INTRODUCTION Watts Bar Nuclear Plant (WBN) Unit 1 is currently in the second inservice inspection (ISI) interval as defined by the American Society of Mechanical Engineers (ASME) Boiler and Pressure Vessel Section XI Code for Inspection Program B. The second ISI interval for Watts Bar Unit 1 began on May 27, 2007, and TVA plans to implement this program during the first period of the interval. Pursuant to 10 CFR 50.55a(g)(4)(ii), the applicable ASME Section XI Code for the second ISI interval is the 2001 Edition with 2003 Addenda.

The objective of this submittal is to request a change to the ISI Program for Class 1 and 2 piping using a risk-informed inservice inspection (RI-ISI) program. The RI-ISI process used in this submittal is described in Electric Power Research Institute (EPRI) Topical Report (TR) 112657 Rev.
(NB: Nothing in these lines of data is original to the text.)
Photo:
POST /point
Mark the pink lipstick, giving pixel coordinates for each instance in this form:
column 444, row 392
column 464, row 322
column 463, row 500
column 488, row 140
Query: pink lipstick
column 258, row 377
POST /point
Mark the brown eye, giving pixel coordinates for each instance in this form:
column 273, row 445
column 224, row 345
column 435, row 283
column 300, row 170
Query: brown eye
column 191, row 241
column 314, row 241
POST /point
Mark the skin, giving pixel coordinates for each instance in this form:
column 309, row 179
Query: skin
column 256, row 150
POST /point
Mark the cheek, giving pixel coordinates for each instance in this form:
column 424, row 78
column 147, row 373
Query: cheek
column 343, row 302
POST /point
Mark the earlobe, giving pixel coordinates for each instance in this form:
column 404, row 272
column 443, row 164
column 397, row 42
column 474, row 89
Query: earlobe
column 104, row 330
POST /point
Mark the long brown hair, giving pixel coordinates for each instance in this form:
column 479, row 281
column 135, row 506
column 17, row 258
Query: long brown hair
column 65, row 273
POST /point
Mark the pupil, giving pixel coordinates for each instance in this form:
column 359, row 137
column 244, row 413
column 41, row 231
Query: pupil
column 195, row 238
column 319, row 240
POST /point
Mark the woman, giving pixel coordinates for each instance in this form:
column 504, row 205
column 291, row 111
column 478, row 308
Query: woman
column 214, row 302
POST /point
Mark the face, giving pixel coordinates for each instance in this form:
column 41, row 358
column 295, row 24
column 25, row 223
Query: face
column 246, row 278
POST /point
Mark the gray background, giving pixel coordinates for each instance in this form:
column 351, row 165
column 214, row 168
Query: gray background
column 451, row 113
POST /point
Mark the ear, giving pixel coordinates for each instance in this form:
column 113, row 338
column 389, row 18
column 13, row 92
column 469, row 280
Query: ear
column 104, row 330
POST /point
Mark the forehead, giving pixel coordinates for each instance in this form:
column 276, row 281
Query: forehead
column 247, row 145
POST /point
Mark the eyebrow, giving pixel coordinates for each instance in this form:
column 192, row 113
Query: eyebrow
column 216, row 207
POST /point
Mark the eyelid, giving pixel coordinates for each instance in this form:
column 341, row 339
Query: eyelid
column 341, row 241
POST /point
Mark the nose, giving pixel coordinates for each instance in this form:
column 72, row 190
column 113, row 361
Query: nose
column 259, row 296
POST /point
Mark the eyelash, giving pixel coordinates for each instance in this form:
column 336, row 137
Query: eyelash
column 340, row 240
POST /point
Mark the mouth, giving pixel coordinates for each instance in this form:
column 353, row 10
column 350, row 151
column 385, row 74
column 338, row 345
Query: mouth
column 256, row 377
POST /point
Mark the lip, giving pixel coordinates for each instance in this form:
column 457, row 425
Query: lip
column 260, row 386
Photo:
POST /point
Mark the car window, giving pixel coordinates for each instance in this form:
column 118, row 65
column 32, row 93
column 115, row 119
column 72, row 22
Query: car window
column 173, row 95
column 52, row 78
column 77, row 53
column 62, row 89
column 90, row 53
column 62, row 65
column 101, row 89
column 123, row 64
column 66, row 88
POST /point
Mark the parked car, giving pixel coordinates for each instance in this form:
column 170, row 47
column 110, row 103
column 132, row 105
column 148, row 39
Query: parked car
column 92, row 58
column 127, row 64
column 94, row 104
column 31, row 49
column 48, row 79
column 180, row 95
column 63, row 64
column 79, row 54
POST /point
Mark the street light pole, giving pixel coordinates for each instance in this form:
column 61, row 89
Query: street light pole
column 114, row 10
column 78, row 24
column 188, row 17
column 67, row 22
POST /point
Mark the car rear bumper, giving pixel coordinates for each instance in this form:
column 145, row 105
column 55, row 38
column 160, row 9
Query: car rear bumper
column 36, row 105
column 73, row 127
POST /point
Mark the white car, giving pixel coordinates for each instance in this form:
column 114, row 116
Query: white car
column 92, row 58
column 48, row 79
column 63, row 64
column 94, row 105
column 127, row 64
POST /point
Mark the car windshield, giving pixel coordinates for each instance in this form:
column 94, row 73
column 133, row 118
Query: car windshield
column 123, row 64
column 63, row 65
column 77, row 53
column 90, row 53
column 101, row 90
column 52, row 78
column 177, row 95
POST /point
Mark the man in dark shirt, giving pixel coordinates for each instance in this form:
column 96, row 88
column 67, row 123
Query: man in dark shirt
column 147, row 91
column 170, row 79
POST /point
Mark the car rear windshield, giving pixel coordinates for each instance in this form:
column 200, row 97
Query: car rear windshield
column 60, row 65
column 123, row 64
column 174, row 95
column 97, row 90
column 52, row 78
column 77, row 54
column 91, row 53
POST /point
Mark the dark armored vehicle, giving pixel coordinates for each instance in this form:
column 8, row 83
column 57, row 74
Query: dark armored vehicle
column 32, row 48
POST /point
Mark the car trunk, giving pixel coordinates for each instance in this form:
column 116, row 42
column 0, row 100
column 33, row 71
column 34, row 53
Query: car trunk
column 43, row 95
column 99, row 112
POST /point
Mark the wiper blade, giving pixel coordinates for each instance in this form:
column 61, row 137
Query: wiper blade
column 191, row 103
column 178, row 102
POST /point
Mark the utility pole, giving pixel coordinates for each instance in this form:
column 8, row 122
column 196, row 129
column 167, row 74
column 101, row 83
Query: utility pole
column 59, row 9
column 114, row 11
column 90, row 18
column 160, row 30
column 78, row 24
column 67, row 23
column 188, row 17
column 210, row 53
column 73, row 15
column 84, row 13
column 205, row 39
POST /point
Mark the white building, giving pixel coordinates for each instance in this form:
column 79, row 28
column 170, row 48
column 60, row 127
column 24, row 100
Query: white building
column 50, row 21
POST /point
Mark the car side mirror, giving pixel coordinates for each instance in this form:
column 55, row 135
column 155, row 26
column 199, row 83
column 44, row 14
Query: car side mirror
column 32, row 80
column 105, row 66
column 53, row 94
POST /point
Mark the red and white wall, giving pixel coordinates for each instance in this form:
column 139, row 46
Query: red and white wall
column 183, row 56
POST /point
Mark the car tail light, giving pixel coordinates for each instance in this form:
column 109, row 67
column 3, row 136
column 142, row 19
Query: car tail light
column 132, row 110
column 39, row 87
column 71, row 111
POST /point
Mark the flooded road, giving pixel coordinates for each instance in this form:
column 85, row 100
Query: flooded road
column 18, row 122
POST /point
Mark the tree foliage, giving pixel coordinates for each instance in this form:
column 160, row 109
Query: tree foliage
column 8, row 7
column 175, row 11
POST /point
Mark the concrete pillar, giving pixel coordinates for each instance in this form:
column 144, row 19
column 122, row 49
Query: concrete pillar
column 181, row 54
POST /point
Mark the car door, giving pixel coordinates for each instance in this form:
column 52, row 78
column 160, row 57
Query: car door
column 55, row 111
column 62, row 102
B-A Revised Risk-Informed Inservice Inspection Evaluation Procedure. The RI-ISI application was also conducted in a manner consistent with ASME Code Case N-578-1 Risk-Informed Requirements for Class 1, 2, and 3 Piping, Method B.

1.1 Relation to NRC Regulatory Guides 1.174 and 1.178 As a risk-informed application, this submittal meets the intent and principles of Regulatory Guide 1.174 An Approach for Using Probabilistic Risk Assessment in Risk-Informed Decisions on Plant-Specific Changes to the Licensing Basis and Regulatory Guide 1.178 An Approach for Plant-Specific Risk-Informed Decision-making Inservice Inspection of Piping. Further information is provided in Section 3.6.2 relative to defense-in-depth.

1.2 PSA Quality The WBN probabilistic safety assessment (PSA) model, Revision 4, was used to evaluate the consequences of pipe failures for the purpose of the RI-ISI program. The WBN PSA uses the RISKMAN computer code (large event tree methodology) in calculating the Core Damage Frequency (CDF) and Large Early Release Frequency (LERF). The WBN PSA model represents accident and transient internal initiating events including internal flooding starting from power operation and continuing for a 24-mission time. Revision 4 of the PSA model reflects the plant configuration as of June 30, 2005.

E1-3 The base case core damage frequency (CDF) is 1.26E-05 per reactor-year. The largest core damage contributor, with approximately a 45 percent contribution, is a very small loss of coolant accident (LOCA). The base case large early release frequency is 3.31E-07 per reactor-year and is dominated by steam generator tube rupture (SGTR). These quantification calculations for CDF and LERF used a truncation frequency of 1E-12. The WBN revision 4 model (WBN-REV4) was quantified using truncation frequencies that were varied from 1E-10 to 1E-13 and the results were plotted for both CDF and LERF. The results indicate that the CDF was converging and the unaccounted for (from failed sequences) was becoming minimized at a truncation frequency of 1E-12.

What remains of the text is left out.